As Sam so poignantly indicates, Hagar was “despised, rejected, and acquainted with grief.” Heard that before? It is as if God, the true author of Holy Scripture, desires that we remember Hagar since her story of exodus, exile, and rejection by woman, man, and even God, is the story of Jesus, who cries out with the 22nd Psalm while he is on the cross. For the God who inspires all Scripture, Hagar is, therefore, a foreshadowing of Christ.

As Sam so ably argues, for Christians this story is included in the Bible — I’d add, “warts and all” — so that we can remember that Jesus looks more like Hagar than he does like Abraham. In that light, this week’s OT lesson teaches us that there can be no good news, no salvation, indeed, there can be no gospel if the effort to win it requires treading on and exploiting Hagar, and those like her.

Perhaps to our chagrin, Jesus is most often found among the Hagars of the world, among those who are despised, scorned and rejected, among those who are marginalized.

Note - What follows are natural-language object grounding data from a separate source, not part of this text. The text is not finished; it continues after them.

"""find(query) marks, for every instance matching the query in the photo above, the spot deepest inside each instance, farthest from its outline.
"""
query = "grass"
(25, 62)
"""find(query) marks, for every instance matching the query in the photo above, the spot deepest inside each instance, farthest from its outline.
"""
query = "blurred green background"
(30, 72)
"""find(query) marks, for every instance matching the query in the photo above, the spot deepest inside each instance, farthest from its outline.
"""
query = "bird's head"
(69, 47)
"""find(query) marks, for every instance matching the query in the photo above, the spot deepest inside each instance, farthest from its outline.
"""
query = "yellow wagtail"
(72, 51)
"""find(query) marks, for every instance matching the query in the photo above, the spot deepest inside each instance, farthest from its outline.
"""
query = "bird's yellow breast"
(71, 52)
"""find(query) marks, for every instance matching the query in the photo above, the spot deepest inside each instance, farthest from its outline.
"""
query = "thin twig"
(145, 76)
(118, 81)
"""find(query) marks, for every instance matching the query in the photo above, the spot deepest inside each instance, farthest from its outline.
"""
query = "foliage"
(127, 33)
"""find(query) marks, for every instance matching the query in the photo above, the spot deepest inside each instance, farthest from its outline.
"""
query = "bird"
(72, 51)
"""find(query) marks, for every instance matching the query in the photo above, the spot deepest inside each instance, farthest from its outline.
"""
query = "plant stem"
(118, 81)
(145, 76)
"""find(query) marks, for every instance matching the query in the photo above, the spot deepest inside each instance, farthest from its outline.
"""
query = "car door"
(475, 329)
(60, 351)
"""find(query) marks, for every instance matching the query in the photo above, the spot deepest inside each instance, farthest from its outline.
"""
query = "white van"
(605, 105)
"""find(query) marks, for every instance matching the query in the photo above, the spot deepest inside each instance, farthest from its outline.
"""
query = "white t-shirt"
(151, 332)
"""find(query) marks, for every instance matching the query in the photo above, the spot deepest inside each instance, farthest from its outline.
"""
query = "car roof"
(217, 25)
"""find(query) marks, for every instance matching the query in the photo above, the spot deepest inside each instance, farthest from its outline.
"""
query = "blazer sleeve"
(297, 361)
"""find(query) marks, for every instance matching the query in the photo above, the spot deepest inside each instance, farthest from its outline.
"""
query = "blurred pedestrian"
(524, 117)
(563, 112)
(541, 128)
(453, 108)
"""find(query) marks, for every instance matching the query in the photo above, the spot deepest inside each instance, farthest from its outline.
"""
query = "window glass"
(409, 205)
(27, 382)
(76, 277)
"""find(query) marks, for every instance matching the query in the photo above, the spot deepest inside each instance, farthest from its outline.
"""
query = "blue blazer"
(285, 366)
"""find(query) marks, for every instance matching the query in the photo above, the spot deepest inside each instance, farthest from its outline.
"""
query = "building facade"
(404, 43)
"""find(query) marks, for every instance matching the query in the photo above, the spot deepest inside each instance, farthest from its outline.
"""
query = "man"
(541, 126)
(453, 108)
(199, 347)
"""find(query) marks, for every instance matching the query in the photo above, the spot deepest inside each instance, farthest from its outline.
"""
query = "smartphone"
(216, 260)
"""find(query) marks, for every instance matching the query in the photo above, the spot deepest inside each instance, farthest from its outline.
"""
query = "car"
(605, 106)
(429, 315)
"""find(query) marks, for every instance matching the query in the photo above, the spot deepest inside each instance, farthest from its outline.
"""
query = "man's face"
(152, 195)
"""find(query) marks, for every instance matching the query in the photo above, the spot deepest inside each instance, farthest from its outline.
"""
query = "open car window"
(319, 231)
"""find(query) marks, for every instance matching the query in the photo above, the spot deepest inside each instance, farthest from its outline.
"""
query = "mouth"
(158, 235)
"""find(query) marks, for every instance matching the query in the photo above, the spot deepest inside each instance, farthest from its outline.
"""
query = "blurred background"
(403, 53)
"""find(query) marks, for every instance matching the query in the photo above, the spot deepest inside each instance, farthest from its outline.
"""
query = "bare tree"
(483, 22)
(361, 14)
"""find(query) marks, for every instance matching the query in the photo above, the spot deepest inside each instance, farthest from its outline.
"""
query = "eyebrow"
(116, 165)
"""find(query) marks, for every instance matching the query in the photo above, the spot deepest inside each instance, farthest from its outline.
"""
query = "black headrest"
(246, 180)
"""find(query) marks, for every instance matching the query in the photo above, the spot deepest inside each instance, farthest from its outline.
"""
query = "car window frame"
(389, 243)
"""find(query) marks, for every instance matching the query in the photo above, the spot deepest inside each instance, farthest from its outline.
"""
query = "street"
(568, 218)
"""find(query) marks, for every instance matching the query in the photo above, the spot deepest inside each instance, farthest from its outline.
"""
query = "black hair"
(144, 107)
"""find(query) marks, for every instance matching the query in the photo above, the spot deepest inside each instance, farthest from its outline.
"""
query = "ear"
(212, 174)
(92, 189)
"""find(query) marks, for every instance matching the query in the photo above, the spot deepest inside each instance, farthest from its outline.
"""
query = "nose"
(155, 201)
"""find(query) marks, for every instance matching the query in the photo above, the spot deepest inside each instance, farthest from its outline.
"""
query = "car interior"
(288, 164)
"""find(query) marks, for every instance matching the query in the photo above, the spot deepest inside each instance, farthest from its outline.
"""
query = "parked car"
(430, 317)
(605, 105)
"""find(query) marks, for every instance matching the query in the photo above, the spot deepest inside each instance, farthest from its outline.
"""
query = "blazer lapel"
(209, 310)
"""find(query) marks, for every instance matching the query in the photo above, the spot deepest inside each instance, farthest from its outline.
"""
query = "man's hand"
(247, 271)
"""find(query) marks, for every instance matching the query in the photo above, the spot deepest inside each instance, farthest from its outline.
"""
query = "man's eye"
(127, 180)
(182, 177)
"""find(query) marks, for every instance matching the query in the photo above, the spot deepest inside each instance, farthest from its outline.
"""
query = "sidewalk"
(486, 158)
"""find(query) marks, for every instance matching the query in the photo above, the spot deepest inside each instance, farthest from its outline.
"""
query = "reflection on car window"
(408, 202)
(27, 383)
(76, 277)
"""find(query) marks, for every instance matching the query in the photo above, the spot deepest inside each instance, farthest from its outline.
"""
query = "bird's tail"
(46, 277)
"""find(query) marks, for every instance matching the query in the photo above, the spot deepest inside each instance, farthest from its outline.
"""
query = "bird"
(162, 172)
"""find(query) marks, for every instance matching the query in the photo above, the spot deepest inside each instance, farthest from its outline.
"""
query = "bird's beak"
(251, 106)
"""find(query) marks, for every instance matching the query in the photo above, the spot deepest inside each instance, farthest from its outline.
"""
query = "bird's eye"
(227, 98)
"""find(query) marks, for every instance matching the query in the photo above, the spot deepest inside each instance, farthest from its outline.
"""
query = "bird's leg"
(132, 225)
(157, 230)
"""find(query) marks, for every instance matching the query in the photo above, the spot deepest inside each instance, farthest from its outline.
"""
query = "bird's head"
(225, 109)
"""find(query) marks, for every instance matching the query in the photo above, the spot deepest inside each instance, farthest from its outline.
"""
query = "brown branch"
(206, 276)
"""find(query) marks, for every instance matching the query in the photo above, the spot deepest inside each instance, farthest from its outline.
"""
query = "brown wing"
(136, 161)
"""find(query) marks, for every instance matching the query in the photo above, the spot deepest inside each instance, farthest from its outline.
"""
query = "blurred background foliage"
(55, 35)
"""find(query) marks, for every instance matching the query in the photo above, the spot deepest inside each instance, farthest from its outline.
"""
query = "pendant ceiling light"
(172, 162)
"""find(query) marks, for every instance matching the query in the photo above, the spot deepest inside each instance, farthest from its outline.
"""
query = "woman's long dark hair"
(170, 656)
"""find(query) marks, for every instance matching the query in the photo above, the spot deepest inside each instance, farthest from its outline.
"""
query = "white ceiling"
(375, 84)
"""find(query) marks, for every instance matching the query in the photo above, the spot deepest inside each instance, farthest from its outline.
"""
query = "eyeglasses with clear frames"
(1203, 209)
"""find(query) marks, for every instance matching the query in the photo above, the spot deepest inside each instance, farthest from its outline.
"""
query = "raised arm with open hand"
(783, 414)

He is found among the weak and the vulnerable. Indeed, as the New Testament teaches us, Jesus is quite comfortable among those whose futures, like Hagar’s, cannot be reconciled with the hopes and plans of those who have power. A sad reality, yet to be taken up by mainline Protestant denominations (“MPDs”), is that Jesus is, therefore, found among the one million or so unwanted unborn who will be dispatched to the wilderness this year in America — not that the MPDs are looking for Him there.